Although I’ve had my foreign policy thoughts …
Chickens, it would appear, are in the news right now (and no, I’m not changing the subject). Since the North Korean communists appear suddenly to have gotten nasty again (when, I ask you, were they really ever otherwise?), every strictly mundane, conventional thinker in Western Civilization is running around like his head’s been cut off, and prominent Democrats are cock-a-doodle-doing that the Donald’s peace efforts have croaked.

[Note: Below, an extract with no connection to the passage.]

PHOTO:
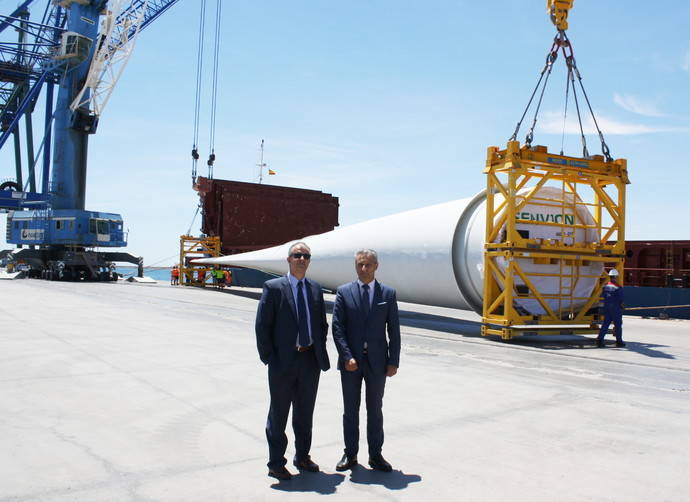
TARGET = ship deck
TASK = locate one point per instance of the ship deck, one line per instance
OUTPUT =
(134, 392)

Hooray! We get to have our nuclear war after all! Hundreds of millions of men, women, and children are going to die horribly! Isn’t that so much better than that fascist Trump succeeding at anything? The Democrat leeches, the Pelosis, Schumers, and Feinsteins infesting the Swamp seem to think so.
But wait—Donald is no chicken, he’s a duck. And didn’t the Teflon Donald warn us that things might go this way for a cycle or two? Being an old guy, the same age Trump is, I remember vividly how bewildering and frustrating the anti-communist allies found dealing with Little Kim’s crazy grandpa in the 1950s during the cease-fire talks at Panmunjom.

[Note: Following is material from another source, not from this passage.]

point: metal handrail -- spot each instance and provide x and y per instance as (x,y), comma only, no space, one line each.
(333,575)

The Norks were deeply into mind-fornication (to put it politely) in those days, “brain-washing” allied prisoners of war, calling conferences off and on again over trivia, arguing about the shape of the negotiation table, and generally bamboozling their easily confused adversaries. Surrealism is a brilliant tactic if you can manage it. For all of his tough talk, Harry Truman, Missouri haberdasher and World War I Reserve Army artillery colonel, was a feeble-minded weenie, whose idiotic timidity created the current situation. General and President Dwight David Eisenhower may have been a military fellow, but he was overly linear, essentially a bureaucratic "Herbert", like Captain Picard and Commander Sisko, when what we really needed was a pirate like Captain Kirk—or President Trump.

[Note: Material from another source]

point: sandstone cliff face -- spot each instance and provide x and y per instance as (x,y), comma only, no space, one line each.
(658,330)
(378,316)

Nearly 70 years of Stan Freburg, however, of Tom Lehrer, Lenny Bruce. Dan Rowan and Dick Martin, George Carlin, Monty Python, Gilda Radner, Gene Wilder, Steve Martin, Lily Tomlinn, Richard Pryor, Eddie Murphy, Rodney Dangerfield, Don Rickles, Steven Wright, Redd Foxx, Jane Curtin, Sam Kinison, Mel Brooks, and other therapists have readied our minds to deal with clowns like the North Koreans, and, because, like all Marxists, they don’t really have a sense of humor, even out-do them. Trump’s abrupt decision, in the face of sudden nastiness, to cancel talks with Kim Jong Un has already borne fruit, with the Northern government crying, “Stop! Wait! We didn’t really mean it!” Which makes the Donald, in my opinion, King of the Clowns.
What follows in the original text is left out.